Um, yeah. Not so much.
I am, by temperment, a believer in people and technology. That is, that people can do better and help each other. That problems are fundamentally fixable, and technology, science, and education can do it. But much like Jeffrey Sachs in his current editorial, I have to wonder at the difference between what is obviously possible, what has been promised, and what has been done. The actions needed are pretty obvious:
These basic steps – agreeing on global goals, mobilizing the financing needed to meet them, and identifying the scientific expertise and organizations needed to implement solutions – is basic management logic. Some may scoff that this approach is impossible at the global level, because all politics are local. Yet today, all politicians depend on global solutions for their own political survival. That by itself could make solutions that now seem out of reach commonplace in the future.

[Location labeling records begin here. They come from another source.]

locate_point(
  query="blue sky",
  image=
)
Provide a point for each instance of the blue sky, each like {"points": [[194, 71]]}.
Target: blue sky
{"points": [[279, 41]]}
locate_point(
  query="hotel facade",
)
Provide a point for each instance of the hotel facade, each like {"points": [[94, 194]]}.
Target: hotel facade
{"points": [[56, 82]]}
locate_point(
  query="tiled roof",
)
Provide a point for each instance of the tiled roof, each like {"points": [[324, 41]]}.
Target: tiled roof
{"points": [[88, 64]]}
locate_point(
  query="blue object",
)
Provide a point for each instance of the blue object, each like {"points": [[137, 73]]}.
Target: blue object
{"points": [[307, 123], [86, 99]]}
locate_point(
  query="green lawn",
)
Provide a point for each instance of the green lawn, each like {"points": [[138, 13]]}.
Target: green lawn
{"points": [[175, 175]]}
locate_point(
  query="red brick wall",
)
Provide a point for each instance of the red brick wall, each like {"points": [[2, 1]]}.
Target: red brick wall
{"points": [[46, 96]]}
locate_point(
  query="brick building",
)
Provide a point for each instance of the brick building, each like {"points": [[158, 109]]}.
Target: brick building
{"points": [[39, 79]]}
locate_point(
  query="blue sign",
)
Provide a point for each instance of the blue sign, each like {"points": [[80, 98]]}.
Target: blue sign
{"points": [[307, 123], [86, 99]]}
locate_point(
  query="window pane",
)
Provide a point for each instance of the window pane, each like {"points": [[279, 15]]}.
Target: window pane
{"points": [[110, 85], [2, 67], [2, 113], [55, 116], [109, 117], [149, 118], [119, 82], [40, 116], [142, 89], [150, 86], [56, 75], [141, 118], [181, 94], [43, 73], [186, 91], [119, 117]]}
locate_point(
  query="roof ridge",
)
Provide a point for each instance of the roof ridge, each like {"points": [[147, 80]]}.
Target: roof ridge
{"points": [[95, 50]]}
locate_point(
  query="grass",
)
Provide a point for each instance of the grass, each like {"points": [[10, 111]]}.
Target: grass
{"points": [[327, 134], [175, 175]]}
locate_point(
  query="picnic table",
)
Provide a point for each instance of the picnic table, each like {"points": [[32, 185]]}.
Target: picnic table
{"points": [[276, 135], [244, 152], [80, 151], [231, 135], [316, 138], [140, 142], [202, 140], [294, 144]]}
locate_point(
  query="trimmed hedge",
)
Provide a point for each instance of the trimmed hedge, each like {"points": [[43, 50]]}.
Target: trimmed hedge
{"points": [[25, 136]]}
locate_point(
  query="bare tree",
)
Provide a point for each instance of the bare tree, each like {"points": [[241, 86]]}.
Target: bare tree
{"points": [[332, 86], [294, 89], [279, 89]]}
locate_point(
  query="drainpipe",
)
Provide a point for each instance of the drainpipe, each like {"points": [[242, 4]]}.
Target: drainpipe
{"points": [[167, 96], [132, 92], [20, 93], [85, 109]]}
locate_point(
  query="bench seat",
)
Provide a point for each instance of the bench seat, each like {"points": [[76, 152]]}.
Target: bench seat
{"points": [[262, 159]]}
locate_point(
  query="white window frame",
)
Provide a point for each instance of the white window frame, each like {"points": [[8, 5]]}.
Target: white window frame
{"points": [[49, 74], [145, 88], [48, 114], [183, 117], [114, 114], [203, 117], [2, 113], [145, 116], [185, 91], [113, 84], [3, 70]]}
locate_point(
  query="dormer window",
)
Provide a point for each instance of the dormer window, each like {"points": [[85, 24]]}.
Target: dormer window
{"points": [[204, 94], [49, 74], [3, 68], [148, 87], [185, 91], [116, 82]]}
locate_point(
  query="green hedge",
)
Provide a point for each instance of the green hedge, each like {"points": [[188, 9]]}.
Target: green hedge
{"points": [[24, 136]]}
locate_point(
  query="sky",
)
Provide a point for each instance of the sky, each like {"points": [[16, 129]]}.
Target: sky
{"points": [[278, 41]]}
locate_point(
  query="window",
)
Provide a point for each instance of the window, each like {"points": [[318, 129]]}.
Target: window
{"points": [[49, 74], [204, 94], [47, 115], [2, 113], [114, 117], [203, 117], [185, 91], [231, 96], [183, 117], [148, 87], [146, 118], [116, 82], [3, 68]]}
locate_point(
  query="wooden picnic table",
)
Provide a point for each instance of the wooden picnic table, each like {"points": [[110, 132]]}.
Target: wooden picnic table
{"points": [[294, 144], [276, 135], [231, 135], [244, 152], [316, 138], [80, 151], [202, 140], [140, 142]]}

And that’s about something as comparatively uncontroversial as poverty.
There have been – and continue to be – a lot of discouraging signs about humanity’s immaturity. But the recent resurgence of racism and sexism (along with squawks that they aren’t) may have actually done some good.
Societally, we haven’t talked about racism or sexism much. Oh, we’ve talked about prejudice a great deal, but we’ve not discussed how this stuff keeps going. The protestations of the “But I’m not prejudiced” crowd leave us wondering why things are the way they are.
Our society has moved – in just over my lifetime – from accepting overt prejudice to generally not accepting overt prejudice. Now, it’s slowly becoming apparent that isn’t enough. Now we need to move past “not” doing something “towards” doing something.
And guess what, fellow white people? It’s our job to do it.
We have the privilege (even though it might seem small to you). We have the structures of language that set up this power struggle with us in charge.
Look, Angry White Man, we know you aren’t prejudiced. But that’s not enough. We’re talking about stopping the results of old prejudice. Yeah, you didn’t do it. Neither did I. We wouldn’t have been slaveowners, and we wouldn’t have chased the secretary around the desk and so on. And of course you’d treat people fairly so that there wasn’t widespread systemic poverty like there is today.
But someone else did – and the effects of their actions still persist today.
The question is not “are you going to be not prejudiced”. The question is not “Are you going to treat someone fairly.” The question is this:
People were treated unfairly. They’re still suffering the effects of that. Are you going to do something to fix it, or not?